The right hon. Gentleman will be aware that those working in primary care, who are struggling to implement the NSF, want smoking cessation clinics and they want to increase the prescription of cholesterol-lowering drugs, but no earmarked funds are available. Many general practitioners have told me that they have to cut another service to provide for those. Does he also recognise the problem that exists in respect of elective heart surgery? On the one hand he says that the top priority is to ensure that no patient waits more than 18 months—it is soon to be 15—but on the other he says that clinical priorities should determine the order in which patients are treated.

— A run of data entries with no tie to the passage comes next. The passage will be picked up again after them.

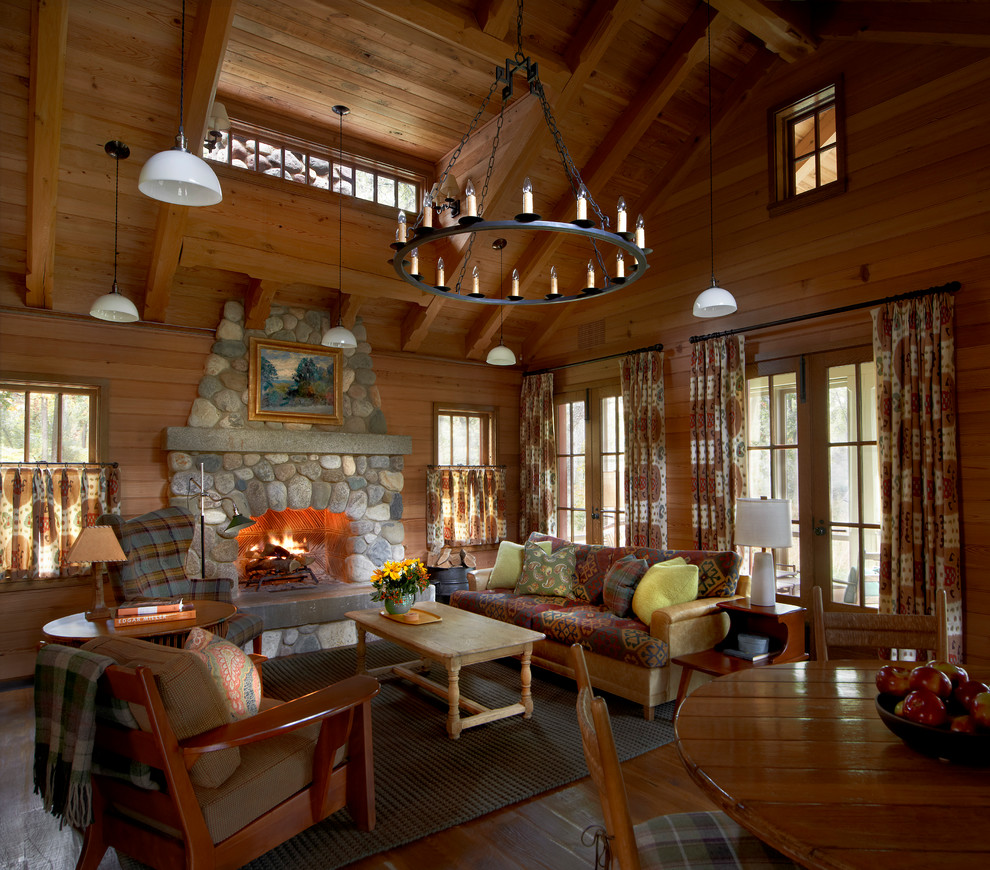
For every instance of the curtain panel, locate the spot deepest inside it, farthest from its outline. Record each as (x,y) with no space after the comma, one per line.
(537,457)
(465,505)
(42,511)
(645,450)
(718,437)
(914,351)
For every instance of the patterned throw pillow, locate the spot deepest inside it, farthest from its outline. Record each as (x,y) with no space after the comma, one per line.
(546,573)
(231,669)
(665,584)
(620,584)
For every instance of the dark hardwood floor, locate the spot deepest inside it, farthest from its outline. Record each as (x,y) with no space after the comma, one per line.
(542,832)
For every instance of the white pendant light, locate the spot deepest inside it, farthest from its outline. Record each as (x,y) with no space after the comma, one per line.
(340,335)
(114,305)
(178,176)
(715,301)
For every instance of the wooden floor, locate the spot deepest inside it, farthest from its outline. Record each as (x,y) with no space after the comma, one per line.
(542,832)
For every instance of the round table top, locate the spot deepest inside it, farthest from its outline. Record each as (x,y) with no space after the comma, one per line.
(75,629)
(797,754)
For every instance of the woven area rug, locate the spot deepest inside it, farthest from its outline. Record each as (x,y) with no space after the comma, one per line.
(425,782)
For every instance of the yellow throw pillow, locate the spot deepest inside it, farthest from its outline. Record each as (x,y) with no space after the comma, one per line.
(508,564)
(664,584)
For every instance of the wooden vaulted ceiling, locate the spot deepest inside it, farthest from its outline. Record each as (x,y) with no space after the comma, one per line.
(627,81)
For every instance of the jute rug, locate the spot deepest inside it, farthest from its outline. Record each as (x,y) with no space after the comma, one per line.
(425,782)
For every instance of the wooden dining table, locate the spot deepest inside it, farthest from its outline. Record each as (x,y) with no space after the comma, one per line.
(798,755)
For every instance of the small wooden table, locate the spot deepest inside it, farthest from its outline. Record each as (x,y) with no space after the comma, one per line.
(798,755)
(75,629)
(782,623)
(460,638)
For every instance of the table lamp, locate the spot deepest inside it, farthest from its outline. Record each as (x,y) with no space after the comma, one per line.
(763,522)
(98,545)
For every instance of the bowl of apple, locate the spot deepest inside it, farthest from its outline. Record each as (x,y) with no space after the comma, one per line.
(936,709)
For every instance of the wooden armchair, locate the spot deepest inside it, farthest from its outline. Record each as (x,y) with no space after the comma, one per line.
(679,840)
(234,790)
(876,631)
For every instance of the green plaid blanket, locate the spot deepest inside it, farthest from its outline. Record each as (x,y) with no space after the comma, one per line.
(66,708)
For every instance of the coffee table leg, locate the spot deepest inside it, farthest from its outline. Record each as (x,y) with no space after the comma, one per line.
(454,700)
(526,676)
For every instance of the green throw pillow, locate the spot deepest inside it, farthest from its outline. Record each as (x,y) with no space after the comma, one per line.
(546,573)
(508,564)
(665,584)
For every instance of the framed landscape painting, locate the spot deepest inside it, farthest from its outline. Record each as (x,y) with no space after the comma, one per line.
(294,383)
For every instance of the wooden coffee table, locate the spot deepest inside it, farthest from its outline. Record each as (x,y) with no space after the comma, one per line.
(460,638)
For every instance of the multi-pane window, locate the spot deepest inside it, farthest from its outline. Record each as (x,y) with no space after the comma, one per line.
(807,148)
(257,150)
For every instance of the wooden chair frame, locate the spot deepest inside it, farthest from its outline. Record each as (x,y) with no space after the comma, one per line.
(344,709)
(879,630)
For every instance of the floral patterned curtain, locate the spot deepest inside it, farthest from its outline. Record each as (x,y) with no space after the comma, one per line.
(537,457)
(718,437)
(914,349)
(42,511)
(465,505)
(645,450)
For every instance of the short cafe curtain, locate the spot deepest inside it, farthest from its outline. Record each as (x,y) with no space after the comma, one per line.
(42,511)
(465,505)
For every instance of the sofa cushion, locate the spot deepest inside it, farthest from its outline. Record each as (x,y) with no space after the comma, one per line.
(509,563)
(548,574)
(601,631)
(620,584)
(665,584)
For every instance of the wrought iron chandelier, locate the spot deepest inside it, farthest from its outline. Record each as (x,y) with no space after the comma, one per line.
(411,245)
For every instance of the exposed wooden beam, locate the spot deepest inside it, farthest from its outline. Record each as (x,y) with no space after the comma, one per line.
(49,29)
(950,24)
(258,302)
(204,59)
(783,27)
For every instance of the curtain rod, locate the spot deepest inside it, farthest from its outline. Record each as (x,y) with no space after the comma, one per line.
(586,362)
(951,287)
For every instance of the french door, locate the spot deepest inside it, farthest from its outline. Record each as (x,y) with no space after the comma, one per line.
(591,466)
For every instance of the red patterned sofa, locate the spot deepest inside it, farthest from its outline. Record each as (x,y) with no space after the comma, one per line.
(625,656)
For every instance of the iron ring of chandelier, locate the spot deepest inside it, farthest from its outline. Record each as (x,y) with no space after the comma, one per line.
(421,238)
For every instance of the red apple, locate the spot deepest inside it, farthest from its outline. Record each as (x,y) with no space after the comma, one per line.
(964,693)
(925,707)
(931,679)
(892,680)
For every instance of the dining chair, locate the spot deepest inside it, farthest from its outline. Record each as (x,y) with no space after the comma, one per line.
(879,630)
(697,840)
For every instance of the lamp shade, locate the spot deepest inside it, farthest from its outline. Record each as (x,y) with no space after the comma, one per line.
(96,544)
(714,302)
(181,178)
(764,522)
(339,336)
(500,355)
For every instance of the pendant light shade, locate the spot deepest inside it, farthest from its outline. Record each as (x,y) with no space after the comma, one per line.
(714,302)
(178,176)
(114,305)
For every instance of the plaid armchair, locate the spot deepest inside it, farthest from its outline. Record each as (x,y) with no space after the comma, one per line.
(156,545)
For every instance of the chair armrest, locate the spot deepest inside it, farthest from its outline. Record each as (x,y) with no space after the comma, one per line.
(478,579)
(284,718)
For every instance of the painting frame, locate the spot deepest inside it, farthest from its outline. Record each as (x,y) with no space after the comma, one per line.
(274,365)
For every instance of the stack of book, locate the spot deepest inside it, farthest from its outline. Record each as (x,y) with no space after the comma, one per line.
(153,610)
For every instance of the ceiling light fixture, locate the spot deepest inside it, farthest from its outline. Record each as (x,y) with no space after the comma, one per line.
(715,301)
(114,305)
(340,335)
(407,246)
(500,355)
(178,176)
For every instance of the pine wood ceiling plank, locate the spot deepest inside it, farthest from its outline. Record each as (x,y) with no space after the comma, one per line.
(950,24)
(49,30)
(786,35)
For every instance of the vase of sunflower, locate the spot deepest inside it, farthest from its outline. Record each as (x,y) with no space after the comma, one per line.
(396,584)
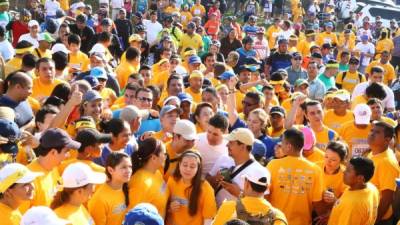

Patients who used to be operated on within four weeks for unstable angina or for a bypass often have to wait months because the 18-month waiters jump the queue as a managerial rather than a clinical priority.

Mr. Milburn

That was a long shopping list, but not as long as normal from the hon. Gentleman. On those two issues, I can offer him a double reassurance. On prescribing statins, for lowering cholesterol levels to prevent against further heart attacks, and aspirin and beta blockers, there is real progress. I can report to him that in the last year alone the number of prescriptions for statins has increased by well over one third—by 37 per cent. That is real progress. We all know that although it is often the glamorous side of cardiac care that attracts most attention, actually the biggest impact that we can make is probably in primary care, so that is a welcome move in the right direction.

As for the other issues about which the hon. Gentleman is concerned, let me be candid with him: people wait far too long for a heart operation in this country. That is undoubtedly true and he knows the reasons. There has been a history of neglect and underinvestment, particularly in our cardiac services. It is that that we are trying to put right. There is extra, earmarked money going in. I put an extra £50 million in to ensure more heart operations, and I am pleased to be able to tell him that the NHS has made very, very good progress indeed. We were originally due to complete a further 3,000 heart operations by March next year; in fact, that target has been achieved ahead of schedule. That is bringing life-saving surgery to many thousands of people, and I hope that before too long we can make even faster progress to ensure precisely that the cases with the highest clinical need are dealt with most quickly.

Helen Jackson (Sheffield, Hillsborough)

I thank my right hon. Friend for making the right decision as regards the continuation of the transplant unit at the Northern general hospital in Sheffield. Will he accept that this has been a hugely popular decision? We recognise that advice had been given to the Secretary of State to the contrary, and we are always happy to offer congratulations when Ministers use their own judgment—and that of the public in Yorkshire and round about—and make the right decision.

Mr. Milburn

The Under-Secretary of State, my hon. Friend the Member for Salford (Ms Blears), has just whispered to me that I must be losing my touch because I have made a popular decision. I am glad to accept the congratulations of my hon. Friend the Member for Sheffield, Hillsborough (Helen Jackson). It was the right decision to take. We want to expand heart services to the public and we want to undertake more transplants rather than fewer; and of course there is a big effort being made across the country to increase the number of organ donations. In those circumstances, it seemed pretty odd to me to be reducing cardiothoracic transplant services, not only in Sheffield but in Birmingham and Manchester too. I am pleased to be able to say that the right decision has been taken, that those services can now look forward to a good future and that, hopefully, we can help to bring some good to many people.